La réalité d’un pays pratiquant l’annexion permanente et la colonisation sans fin, la complicité dont Israël bénéficie de la part des principaux acteurs de la communauté internationale face aux violations des résolutions de l’ONU et la politique criminelle du gouvernement Netanyahou aggravent les tensions. La volonté d’affirmer de plus en plus Israël comme l’état des juifs, l’évolution vers un véritable apartheid renforcent l’idée qu’israélien = juif. Cela nourrit la colère contre les juifs, particulièrement chez les jeunes issus de l’immigration. Ils se reconnaissent dans la lutte des Palestiniens qui les renvoient aux rejets et aux humiliations qu’ils subissent. Le « Jewish go home » des palestiniens des territoires occupés renvoie au « yankee go home » , des Vietnamiens ou du mouvement anti-guerre pendant la guerre du Vietnam et ces jeunes le reprennent à leur compte. Ce n’est en rien comparable à l’antisémitisme populiste qui se développe et qui fait très bon ménage avec l’Islamophobie ambiante.

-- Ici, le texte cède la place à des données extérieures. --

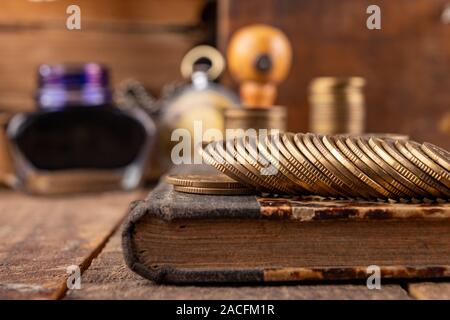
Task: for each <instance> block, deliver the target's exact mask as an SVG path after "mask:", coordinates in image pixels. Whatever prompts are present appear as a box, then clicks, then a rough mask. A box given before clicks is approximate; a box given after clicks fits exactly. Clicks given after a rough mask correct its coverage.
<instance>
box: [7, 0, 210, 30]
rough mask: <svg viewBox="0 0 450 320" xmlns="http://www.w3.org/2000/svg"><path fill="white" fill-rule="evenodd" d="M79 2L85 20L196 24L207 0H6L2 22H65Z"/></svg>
mask: <svg viewBox="0 0 450 320" xmlns="http://www.w3.org/2000/svg"><path fill="white" fill-rule="evenodd" d="M72 4H76V5H78V6H79V7H80V9H81V14H82V19H83V21H96V22H98V21H108V22H124V21H125V22H134V23H136V22H143V23H151V24H154V25H183V24H184V25H193V24H196V23H197V22H198V18H199V12H200V11H201V9H202V6H203V4H204V0H181V1H180V0H144V1H143V0H126V1H123V0H95V1H92V0H76V1H74V0H58V1H30V0H2V1H1V5H0V8H1V10H0V21H8V22H17V21H23V22H28V23H36V24H37V23H48V22H49V21H56V22H63V25H65V20H66V17H67V16H68V15H67V14H66V9H67V7H68V6H70V5H72Z"/></svg>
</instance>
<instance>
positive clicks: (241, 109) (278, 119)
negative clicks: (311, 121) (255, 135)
mask: <svg viewBox="0 0 450 320" xmlns="http://www.w3.org/2000/svg"><path fill="white" fill-rule="evenodd" d="M224 112H225V114H224V116H225V129H234V130H236V129H242V130H243V131H246V130H248V129H251V130H252V131H255V132H256V131H258V130H260V129H277V130H279V131H281V132H283V131H285V130H286V123H287V110H286V107H283V106H272V107H270V108H264V107H259V108H257V107H246V108H240V109H238V108H235V109H227V110H225V111H224Z"/></svg>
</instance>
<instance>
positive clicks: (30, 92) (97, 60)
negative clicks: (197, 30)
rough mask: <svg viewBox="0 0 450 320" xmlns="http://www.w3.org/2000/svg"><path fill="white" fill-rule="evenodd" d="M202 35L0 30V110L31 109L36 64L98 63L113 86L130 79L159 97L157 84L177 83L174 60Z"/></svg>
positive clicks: (177, 61) (32, 102) (63, 31)
mask: <svg viewBox="0 0 450 320" xmlns="http://www.w3.org/2000/svg"><path fill="white" fill-rule="evenodd" d="M202 35H203V33H201V32H197V31H192V32H186V33H182V32H171V31H167V32H160V31H158V32H153V31H151V30H149V31H145V32H134V31H133V32H127V31H126V30H122V31H111V32H108V31H105V30H94V31H90V30H82V31H80V32H79V31H68V30H58V29H45V28H44V29H39V28H30V29H20V30H19V29H13V30H9V29H8V30H1V29H0V42H1V43H2V49H1V50H0V109H8V110H18V111H22V110H32V109H33V108H34V103H33V95H34V91H35V88H36V71H37V67H38V65H39V64H41V63H63V62H86V61H95V62H100V63H104V64H105V65H107V66H109V67H110V69H111V73H112V77H113V85H117V83H118V82H120V81H122V80H124V79H126V78H134V79H137V80H139V81H141V82H142V83H143V84H144V85H145V86H146V87H148V88H149V89H150V90H152V91H153V92H154V94H155V95H159V93H160V90H161V88H162V87H163V85H165V84H167V83H171V82H174V81H180V80H181V75H180V71H179V64H180V61H181V59H182V57H183V55H184V54H185V53H186V52H187V51H188V50H189V49H190V48H191V47H192V46H194V45H195V44H196V43H197V42H198V41H200V39H201V38H202Z"/></svg>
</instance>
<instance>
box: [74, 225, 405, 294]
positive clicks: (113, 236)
mask: <svg viewBox="0 0 450 320" xmlns="http://www.w3.org/2000/svg"><path fill="white" fill-rule="evenodd" d="M66 298H67V299H198V300H200V299H255V300H264V299H408V298H409V297H408V295H407V293H406V292H405V291H404V290H403V289H402V288H401V287H400V286H398V285H383V284H382V287H381V290H369V289H367V287H366V286H364V285H350V284H344V285H289V286H278V285H266V286H240V287H231V286H219V287H215V286H169V285H156V284H154V283H152V282H151V281H149V280H146V279H144V278H141V277H140V276H138V275H137V274H135V273H133V272H132V271H130V270H129V269H128V268H127V266H126V265H125V263H124V261H123V255H122V248H121V237H120V232H118V233H117V234H115V235H114V236H113V237H112V238H111V240H110V241H109V242H108V244H107V245H106V247H105V248H104V250H103V251H102V253H101V254H100V255H99V256H98V257H97V258H96V259H94V260H93V262H92V264H91V266H90V268H89V269H88V270H87V271H86V272H85V273H84V274H83V276H82V279H81V289H79V290H69V291H68V293H67V297H66Z"/></svg>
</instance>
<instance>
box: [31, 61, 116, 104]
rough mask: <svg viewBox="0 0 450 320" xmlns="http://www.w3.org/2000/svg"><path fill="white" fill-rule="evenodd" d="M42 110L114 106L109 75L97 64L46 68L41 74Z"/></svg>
mask: <svg viewBox="0 0 450 320" xmlns="http://www.w3.org/2000/svg"><path fill="white" fill-rule="evenodd" d="M38 85H39V88H38V90H37V94H36V100H37V104H38V107H39V108H40V109H62V108H66V107H73V106H86V107H90V106H101V105H107V104H110V103H111V100H112V93H111V90H110V88H109V72H108V70H107V68H106V67H104V66H102V65H100V64H97V63H85V64H54V65H50V64H43V65H41V66H40V67H39V70H38Z"/></svg>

Les invectives racistes aux « négros ou bougnoules » à rentrer chez eux ne sont presque jamais sanctionnées ! Les victimes noires et maghrébines de la violence policière sont désignées comme coupables. Les auteurs systématiquement disculpés ! Les auteurs d’actes ou de propos antisémites sont à juste titre systématiquement condamnés. Si construire un arc unitaire à l’image de ce consensus veut dire défiler avec les responsables de politiques qui génèrent ces comportements, avec la LDJ, groupuscule juif d’extrême droite, toléré par le CRIF, je suis contre. Exiger que tout le monde les condamne, je suis pour. Il est dangereux de confondre Union nationale et unité contre le fascisme, le racisme ou l’antisémitisme.
Après l’attentat islamophobe de Christchurch, on devrait s’attacher prioritairement à construire ce consensus de l’intolérance à l’intolérable pour éviter que les plus mal traités ne se retournent demain contre les moins mal traités, ce qui serait un véritable et mortel danger.